The findings of the report, entitled The Two Sides of Consumer Trust, demonstrate that employing personal data to better understand individual consumer behaviour can provide a competitive advantage to a business while failure to do so can result in customer abuses and additional costs.
Overall, the research — based on a survey of more than 1,000 UK consumers — reveals that across a range of sectors consumers show greater respect for a company’s processes and are more likely to take action in situations that require their cooperation if a firm has demonstrated secure and efficient use of personal data. The study, part of a series on consumer trust produced by Transactis over the last three years, is representative of the UK by age, gender, region, and social class.
The research establishes that good data practice engenders positive behaviour: 70% of consumers say that if a company is usually ‘on the ball’ — making intelligent use of data to ascertain their preferences and strengthen its relationship with them — on the rare occasion it makes a mistake, they would be unlikely to take advantage.
On the other hand, where an organisation appears to be failing to use customer data to track their needs, behaviour, entitlements and experience, consumers are more likely to take advantage of undeserved windfalls and opportunities:
· 49% would keep an extra item if a retailer delivered two instead of one;
· 61% would use a discount voucher they were not actually entitled to;
· 64% would keep a loyalty reward bonus they had not earned;
· 63% would take a mobile upgrade they were not actually eligible for;
· 72% would keep quiet about TV channels they had not subscribed to;
· 48% would keep an excessive insurance pay-out.
Organisations most likely to be taken advantage of by consumers are big brands and supermarkets. People are more reluctant to capitalise on errors by government organisations and charities, but a small proportion still would take advantage if given the chance:
· 17% would not return a wrongly awarded state benefit;
· 25% would retain a tax credit they received by mistake;
· 14% would keep a charity gift sent in error.
The report also demonstrates that secure and efficient use of consumer data provides a springboard for expanding existing customer relationships, with roughly 63% of respondents saying they would spend more money with a company that uses their data to create relevant offers and good service and 59% saying they would buy more regularly from that brand.
Effective data usage builds trust and loyalty amongst consumers, and creates unique selling opportunities, especially if it is used to get the timing right on offers — 62% of respondents tend not to shop around if a brand they trust sends them a fair offer at the right time.
Consumers take a hard line on data wastage — the failure by a company to use the personal information it holds on a consumer to inform communications and other interactions with that individual. When a company sends irrelevant communications that fail to recognise previous purchases, 61% are likely to stop buying from that firm in the future.

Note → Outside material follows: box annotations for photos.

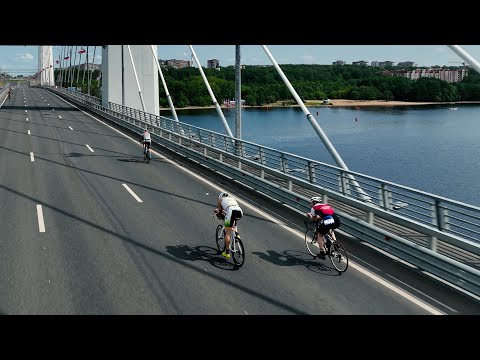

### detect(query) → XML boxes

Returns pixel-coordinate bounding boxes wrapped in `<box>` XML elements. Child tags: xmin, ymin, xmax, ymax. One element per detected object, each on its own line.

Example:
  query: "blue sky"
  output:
<box><xmin>0</xmin><ymin>45</ymin><xmax>480</xmax><ymax>75</ymax></box>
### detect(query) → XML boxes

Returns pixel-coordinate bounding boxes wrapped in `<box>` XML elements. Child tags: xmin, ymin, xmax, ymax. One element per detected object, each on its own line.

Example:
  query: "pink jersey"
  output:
<box><xmin>310</xmin><ymin>204</ymin><xmax>335</xmax><ymax>219</ymax></box>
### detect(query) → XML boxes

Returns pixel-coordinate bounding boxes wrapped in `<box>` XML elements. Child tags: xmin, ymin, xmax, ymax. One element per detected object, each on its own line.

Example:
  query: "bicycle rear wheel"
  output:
<box><xmin>328</xmin><ymin>241</ymin><xmax>348</xmax><ymax>273</ymax></box>
<box><xmin>215</xmin><ymin>225</ymin><xmax>225</xmax><ymax>252</ymax></box>
<box><xmin>305</xmin><ymin>229</ymin><xmax>320</xmax><ymax>257</ymax></box>
<box><xmin>231</xmin><ymin>239</ymin><xmax>245</xmax><ymax>267</ymax></box>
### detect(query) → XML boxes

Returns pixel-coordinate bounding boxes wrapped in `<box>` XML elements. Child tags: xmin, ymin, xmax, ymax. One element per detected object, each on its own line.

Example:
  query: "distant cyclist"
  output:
<box><xmin>306</xmin><ymin>196</ymin><xmax>340</xmax><ymax>259</ymax></box>
<box><xmin>140</xmin><ymin>128</ymin><xmax>152</xmax><ymax>153</ymax></box>
<box><xmin>213</xmin><ymin>192</ymin><xmax>243</xmax><ymax>259</ymax></box>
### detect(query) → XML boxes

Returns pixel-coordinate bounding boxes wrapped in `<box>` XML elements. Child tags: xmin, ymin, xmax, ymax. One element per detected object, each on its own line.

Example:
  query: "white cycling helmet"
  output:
<box><xmin>218</xmin><ymin>192</ymin><xmax>228</xmax><ymax>199</ymax></box>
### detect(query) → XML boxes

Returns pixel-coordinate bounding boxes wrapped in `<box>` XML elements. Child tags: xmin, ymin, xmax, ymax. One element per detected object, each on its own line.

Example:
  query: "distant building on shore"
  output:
<box><xmin>207</xmin><ymin>59</ymin><xmax>220</xmax><ymax>69</ymax></box>
<box><xmin>352</xmin><ymin>60</ymin><xmax>368</xmax><ymax>66</ymax></box>
<box><xmin>383</xmin><ymin>68</ymin><xmax>468</xmax><ymax>83</ymax></box>
<box><xmin>397</xmin><ymin>61</ymin><xmax>417</xmax><ymax>67</ymax></box>
<box><xmin>158</xmin><ymin>59</ymin><xmax>191</xmax><ymax>69</ymax></box>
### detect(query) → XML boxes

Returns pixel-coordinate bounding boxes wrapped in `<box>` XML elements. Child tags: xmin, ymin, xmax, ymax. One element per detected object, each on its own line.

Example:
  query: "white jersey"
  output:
<box><xmin>221</xmin><ymin>196</ymin><xmax>240</xmax><ymax>211</ymax></box>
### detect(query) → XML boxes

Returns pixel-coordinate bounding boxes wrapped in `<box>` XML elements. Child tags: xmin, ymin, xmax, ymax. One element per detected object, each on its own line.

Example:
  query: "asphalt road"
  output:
<box><xmin>0</xmin><ymin>85</ymin><xmax>480</xmax><ymax>315</ymax></box>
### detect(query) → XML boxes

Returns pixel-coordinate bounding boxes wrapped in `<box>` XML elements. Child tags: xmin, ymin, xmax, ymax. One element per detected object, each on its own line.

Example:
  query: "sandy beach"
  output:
<box><xmin>160</xmin><ymin>99</ymin><xmax>480</xmax><ymax>111</ymax></box>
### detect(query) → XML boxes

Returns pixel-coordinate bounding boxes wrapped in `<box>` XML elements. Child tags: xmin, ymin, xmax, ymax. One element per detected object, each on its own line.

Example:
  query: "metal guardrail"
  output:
<box><xmin>44</xmin><ymin>89</ymin><xmax>480</xmax><ymax>295</ymax></box>
<box><xmin>0</xmin><ymin>86</ymin><xmax>8</xmax><ymax>105</ymax></box>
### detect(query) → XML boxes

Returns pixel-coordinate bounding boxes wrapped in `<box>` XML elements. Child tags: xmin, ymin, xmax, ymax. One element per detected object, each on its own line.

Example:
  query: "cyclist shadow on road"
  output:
<box><xmin>252</xmin><ymin>250</ymin><xmax>338</xmax><ymax>276</ymax></box>
<box><xmin>166</xmin><ymin>245</ymin><xmax>238</xmax><ymax>271</ymax></box>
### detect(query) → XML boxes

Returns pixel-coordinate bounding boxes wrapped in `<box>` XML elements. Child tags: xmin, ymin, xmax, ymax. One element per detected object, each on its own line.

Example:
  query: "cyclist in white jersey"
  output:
<box><xmin>213</xmin><ymin>192</ymin><xmax>243</xmax><ymax>259</ymax></box>
<box><xmin>140</xmin><ymin>129</ymin><xmax>152</xmax><ymax>152</ymax></box>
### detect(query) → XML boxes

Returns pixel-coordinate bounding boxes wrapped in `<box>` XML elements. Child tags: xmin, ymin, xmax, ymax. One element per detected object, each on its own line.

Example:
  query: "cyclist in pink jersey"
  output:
<box><xmin>306</xmin><ymin>196</ymin><xmax>340</xmax><ymax>259</ymax></box>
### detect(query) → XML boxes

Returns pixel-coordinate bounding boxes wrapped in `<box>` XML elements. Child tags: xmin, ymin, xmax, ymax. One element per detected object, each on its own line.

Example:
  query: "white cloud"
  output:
<box><xmin>300</xmin><ymin>55</ymin><xmax>315</xmax><ymax>62</ymax></box>
<box><xmin>433</xmin><ymin>46</ymin><xmax>448</xmax><ymax>54</ymax></box>
<box><xmin>15</xmin><ymin>53</ymin><xmax>33</xmax><ymax>62</ymax></box>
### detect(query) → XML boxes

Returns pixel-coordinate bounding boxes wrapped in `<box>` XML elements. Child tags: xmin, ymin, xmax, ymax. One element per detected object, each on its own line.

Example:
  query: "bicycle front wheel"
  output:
<box><xmin>305</xmin><ymin>229</ymin><xmax>320</xmax><ymax>257</ymax></box>
<box><xmin>231</xmin><ymin>239</ymin><xmax>245</xmax><ymax>267</ymax></box>
<box><xmin>215</xmin><ymin>225</ymin><xmax>225</xmax><ymax>252</ymax></box>
<box><xmin>328</xmin><ymin>241</ymin><xmax>348</xmax><ymax>273</ymax></box>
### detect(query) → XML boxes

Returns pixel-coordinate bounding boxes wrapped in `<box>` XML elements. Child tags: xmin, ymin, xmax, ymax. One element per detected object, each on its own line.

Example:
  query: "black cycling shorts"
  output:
<box><xmin>317</xmin><ymin>214</ymin><xmax>340</xmax><ymax>235</ymax></box>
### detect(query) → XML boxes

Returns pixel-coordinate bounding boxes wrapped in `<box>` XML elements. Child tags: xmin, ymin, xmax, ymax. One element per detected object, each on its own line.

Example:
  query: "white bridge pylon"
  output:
<box><xmin>38</xmin><ymin>46</ymin><xmax>55</xmax><ymax>86</ymax></box>
<box><xmin>102</xmin><ymin>45</ymin><xmax>160</xmax><ymax>115</ymax></box>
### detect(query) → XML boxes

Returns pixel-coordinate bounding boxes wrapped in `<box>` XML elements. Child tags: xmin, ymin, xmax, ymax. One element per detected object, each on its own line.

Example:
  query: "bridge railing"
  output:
<box><xmin>47</xmin><ymin>89</ymin><xmax>480</xmax><ymax>294</ymax></box>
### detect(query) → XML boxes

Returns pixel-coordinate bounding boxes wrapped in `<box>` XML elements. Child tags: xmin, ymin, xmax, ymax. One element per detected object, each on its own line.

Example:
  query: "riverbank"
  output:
<box><xmin>160</xmin><ymin>99</ymin><xmax>480</xmax><ymax>111</ymax></box>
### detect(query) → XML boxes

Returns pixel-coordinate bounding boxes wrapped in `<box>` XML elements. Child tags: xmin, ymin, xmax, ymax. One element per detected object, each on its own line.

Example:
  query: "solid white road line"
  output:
<box><xmin>37</xmin><ymin>205</ymin><xmax>45</xmax><ymax>232</ymax></box>
<box><xmin>57</xmin><ymin>95</ymin><xmax>444</xmax><ymax>315</ymax></box>
<box><xmin>422</xmin><ymin>270</ymin><xmax>480</xmax><ymax>300</ymax></box>
<box><xmin>361</xmin><ymin>241</ymin><xmax>418</xmax><ymax>269</ymax></box>
<box><xmin>122</xmin><ymin>184</ymin><xmax>143</xmax><ymax>202</ymax></box>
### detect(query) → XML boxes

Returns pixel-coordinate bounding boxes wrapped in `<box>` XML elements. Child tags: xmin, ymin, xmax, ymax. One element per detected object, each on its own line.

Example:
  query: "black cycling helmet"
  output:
<box><xmin>218</xmin><ymin>192</ymin><xmax>228</xmax><ymax>199</ymax></box>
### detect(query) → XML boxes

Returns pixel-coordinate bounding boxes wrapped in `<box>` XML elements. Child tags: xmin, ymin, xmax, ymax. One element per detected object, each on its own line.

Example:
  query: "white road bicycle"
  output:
<box><xmin>213</xmin><ymin>214</ymin><xmax>245</xmax><ymax>267</ymax></box>
<box><xmin>304</xmin><ymin>220</ymin><xmax>348</xmax><ymax>274</ymax></box>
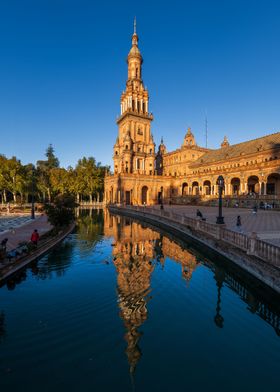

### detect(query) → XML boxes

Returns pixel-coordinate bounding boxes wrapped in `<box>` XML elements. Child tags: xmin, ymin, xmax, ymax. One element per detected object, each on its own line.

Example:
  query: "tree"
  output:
<box><xmin>37</xmin><ymin>144</ymin><xmax>59</xmax><ymax>201</ymax></box>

John Sharman, Transactis’ commercial director, comments: “This research demonstrates clearly that taking care of a customer’s data and using it to better communicate and serve consumer needs both builds trust in a brand and makes it easier for the company to trust the customer. Failure to use data to more efficiently deal with customers not only fosters alienation and dissatisfaction, it actually opens the way to abuses by consumers who see organisations that are not tracking what is going on as careless and ineffective. As a result, they have few qualms about taking an opportunity to keep something they are not entitled to, thus generating hidden costs for the business.
“The survey also makes clear that using data to better tailor, time and target offers and create a more personalised customer experience helps brands to win trust and expand their relationships with consumers — paving the way for cross-selling and up-selling opportunities, as well as further sales. The findings also plainly show that firms that fail to make good use of personal data by sending out badly timed, inappropriate and poorly targeted messages and offers will suffer the consequences, as their customers turn to more efficient competitors.”